Somebody raps on the door and brings in lunch: a ham-and-cheese sandwich and a bottle of orange Gatorade. "What I remember," Ross continues, "is we stayed over at the Bear Mountain Inn. I remember it being a beautiful day. I remember little of the playing except that their linemen were so tall, and they were getting downfield, and I had the hardest time finding the football. That sticks in my mind more than anything else, how those big, tall linemen kept coming at us. In 1956 [the Black Knights] were still a national power. They beat us--I remember that too."
Hanging on the wall next to his office door are photos of his father as a player. In one, Bus poses as if prepared to fire off the ball; in the other he throws a body block.

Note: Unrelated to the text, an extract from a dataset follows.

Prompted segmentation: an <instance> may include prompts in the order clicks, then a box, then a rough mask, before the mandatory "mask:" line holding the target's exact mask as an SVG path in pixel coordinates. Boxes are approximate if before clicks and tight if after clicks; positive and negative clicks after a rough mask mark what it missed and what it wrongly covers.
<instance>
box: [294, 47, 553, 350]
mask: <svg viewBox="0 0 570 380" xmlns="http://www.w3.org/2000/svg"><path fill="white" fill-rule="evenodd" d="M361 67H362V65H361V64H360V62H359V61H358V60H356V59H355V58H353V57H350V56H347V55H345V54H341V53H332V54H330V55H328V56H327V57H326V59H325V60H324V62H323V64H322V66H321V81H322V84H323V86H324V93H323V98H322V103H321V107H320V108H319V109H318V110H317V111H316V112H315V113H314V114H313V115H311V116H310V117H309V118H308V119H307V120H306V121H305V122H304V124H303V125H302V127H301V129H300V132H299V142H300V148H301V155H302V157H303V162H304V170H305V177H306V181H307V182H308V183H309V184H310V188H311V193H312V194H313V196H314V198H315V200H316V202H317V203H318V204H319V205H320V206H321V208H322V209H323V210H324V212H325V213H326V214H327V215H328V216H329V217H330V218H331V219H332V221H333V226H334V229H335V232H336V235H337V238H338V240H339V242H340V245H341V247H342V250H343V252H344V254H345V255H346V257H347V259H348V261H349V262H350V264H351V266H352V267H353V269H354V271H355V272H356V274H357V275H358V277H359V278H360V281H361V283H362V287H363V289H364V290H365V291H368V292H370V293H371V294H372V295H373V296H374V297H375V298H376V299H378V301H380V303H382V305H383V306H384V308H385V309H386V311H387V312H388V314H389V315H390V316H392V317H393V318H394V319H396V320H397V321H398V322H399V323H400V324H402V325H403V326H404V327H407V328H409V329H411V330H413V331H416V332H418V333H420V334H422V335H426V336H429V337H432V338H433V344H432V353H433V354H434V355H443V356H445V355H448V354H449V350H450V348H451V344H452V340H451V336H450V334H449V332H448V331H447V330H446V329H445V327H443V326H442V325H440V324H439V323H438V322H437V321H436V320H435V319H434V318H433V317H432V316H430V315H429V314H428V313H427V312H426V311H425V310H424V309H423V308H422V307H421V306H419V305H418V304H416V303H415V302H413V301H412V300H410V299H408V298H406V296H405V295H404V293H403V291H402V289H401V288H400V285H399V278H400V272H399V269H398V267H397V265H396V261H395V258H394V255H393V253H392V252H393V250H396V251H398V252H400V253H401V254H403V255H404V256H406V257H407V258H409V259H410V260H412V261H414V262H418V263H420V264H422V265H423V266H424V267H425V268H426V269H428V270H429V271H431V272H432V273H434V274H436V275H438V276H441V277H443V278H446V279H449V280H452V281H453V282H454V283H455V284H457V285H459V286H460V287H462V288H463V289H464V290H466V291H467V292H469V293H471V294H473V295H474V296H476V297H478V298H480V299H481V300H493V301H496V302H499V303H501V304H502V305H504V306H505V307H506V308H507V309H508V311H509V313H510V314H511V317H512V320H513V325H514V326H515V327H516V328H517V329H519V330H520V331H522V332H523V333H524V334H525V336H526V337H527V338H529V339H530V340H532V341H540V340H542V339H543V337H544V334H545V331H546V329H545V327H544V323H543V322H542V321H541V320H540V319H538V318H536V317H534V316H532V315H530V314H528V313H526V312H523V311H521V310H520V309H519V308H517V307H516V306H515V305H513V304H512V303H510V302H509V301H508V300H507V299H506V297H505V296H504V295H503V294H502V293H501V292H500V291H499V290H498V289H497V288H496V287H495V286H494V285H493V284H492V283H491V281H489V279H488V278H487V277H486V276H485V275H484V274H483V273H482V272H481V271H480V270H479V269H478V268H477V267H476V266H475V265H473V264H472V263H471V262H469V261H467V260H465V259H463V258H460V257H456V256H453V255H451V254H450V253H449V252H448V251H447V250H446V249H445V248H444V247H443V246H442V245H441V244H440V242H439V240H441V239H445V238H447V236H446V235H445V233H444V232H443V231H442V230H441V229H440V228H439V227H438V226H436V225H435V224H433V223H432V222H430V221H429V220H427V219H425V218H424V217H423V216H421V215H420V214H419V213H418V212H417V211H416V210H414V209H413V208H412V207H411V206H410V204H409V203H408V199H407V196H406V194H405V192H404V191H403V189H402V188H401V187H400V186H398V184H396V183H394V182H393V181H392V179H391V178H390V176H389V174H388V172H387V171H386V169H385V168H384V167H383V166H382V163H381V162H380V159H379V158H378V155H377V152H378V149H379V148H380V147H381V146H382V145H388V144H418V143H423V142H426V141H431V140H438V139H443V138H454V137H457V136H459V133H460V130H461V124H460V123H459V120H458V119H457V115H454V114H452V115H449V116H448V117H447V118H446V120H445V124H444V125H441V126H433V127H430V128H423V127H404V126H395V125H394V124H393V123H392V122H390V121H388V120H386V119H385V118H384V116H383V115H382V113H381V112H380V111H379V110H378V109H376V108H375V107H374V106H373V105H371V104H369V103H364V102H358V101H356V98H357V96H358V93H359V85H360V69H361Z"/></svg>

The pictures, taken in the early 1930s, show him as a member of the Richmond Blues, a team made up of members of his National Guard unit. Bus, unable to accept his West Point appointment, never went to college and instead found a job as a freight clerk for the C&O Railroad.

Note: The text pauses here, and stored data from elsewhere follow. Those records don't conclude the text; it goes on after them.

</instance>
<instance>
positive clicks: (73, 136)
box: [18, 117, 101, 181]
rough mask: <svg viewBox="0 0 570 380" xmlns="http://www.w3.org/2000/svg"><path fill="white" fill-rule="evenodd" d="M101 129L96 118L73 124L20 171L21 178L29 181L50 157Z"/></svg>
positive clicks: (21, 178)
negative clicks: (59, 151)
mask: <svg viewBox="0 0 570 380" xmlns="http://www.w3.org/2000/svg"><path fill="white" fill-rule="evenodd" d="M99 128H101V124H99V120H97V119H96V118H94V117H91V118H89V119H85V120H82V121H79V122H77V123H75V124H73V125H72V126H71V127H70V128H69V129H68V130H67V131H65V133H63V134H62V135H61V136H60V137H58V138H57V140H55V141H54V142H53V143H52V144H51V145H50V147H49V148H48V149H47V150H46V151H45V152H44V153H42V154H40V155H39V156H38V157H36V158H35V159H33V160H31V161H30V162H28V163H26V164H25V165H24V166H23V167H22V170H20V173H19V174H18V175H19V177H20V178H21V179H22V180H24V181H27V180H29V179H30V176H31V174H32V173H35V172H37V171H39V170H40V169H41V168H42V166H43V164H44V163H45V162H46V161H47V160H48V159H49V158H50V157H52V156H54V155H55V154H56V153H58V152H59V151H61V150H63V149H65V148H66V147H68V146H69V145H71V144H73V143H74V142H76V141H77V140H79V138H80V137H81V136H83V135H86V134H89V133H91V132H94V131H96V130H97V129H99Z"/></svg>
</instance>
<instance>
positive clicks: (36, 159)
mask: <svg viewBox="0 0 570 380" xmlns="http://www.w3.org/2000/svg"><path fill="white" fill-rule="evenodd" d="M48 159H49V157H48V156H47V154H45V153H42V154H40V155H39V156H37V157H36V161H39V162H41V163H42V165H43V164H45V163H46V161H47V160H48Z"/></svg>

"We lived in a little bungalow house in a tough neighborhood," Bobby is saying. "After work my dad would get me in this alleyway between our house and the house next door, and he'd make me tackle these bigger kids from the neighborhood. They were four or five years older than I was, but he'd send them at me and I'd have to tackle them."
Even when Bobby was preparing the Chargers for the Super Bowl, Bus, then 91, was quick to offer coaching advice. Bobby called him on Saturdays, and he could hear the roar of televised college games in the background, the volume turned way up. "Bobby, you make sure those ends box them in," Bus shouted at him on the phone. "Box 'em in, Bobby. You hear me? Box 'em in."
When Bobby was 16, he landed in the men's ward of a Richmond hospital, the Retreat for the Sick, after having his appendix removed. He'd been too busy playing sports and delivering papers to bother with girls, and besides, he was too timid to look at a girl long enough to figure out if she was worth his interest. But during his recovery he met the prettiest girl he'd ever seen in his life--really, the only girl he'd ever seen. Her name was Alice Bucker (pronounced booker), and she was a 15-year-old student at St. Gertrude High, Benedictine's sister school. Alice was in a special training program for young women who aspired to careers in nursing.
"I sent Bobby an invitation to my 16th-birthday party, and he was the only one who answered," she recalls. "I was almost afraid to open his letter because I was afraid he had written to say he wasn't coming. But he said he was coming. Bobby was just always so shy. The girls would ask me if he'd kissed me, and I always said no, and they would tell the guys. It went on and on. For months! The guys kept track of how many dates we'd had without Bobby kissing me. They put it up on a board [at Benedictine]. Finally he kissed me, and I told the girls, and they told the guys. And when Bobby walked into school everybody was cheering and applauding. Bobby Ross had kissed me at last."
They dated through his years at VMI. Military schools forbid cadets to get married until after graduation, so Bobby and Alice had to wait. His senior year, he interviewed for any number of jobs--with banks, with the telephone company in West Virginia, with Burlington Industries down in North Carolina--but nothing felt right, including a career in the Army. His and Alice's wedding was scheduled for the week after he got out of school, and that was the only thing he knew with certainty about his future. "Then my college coach called me and said Benedictine might be interested in having me become their head football coach," says Ross. "It was a shock to me. I was 22 years old, but they wanted me to come back."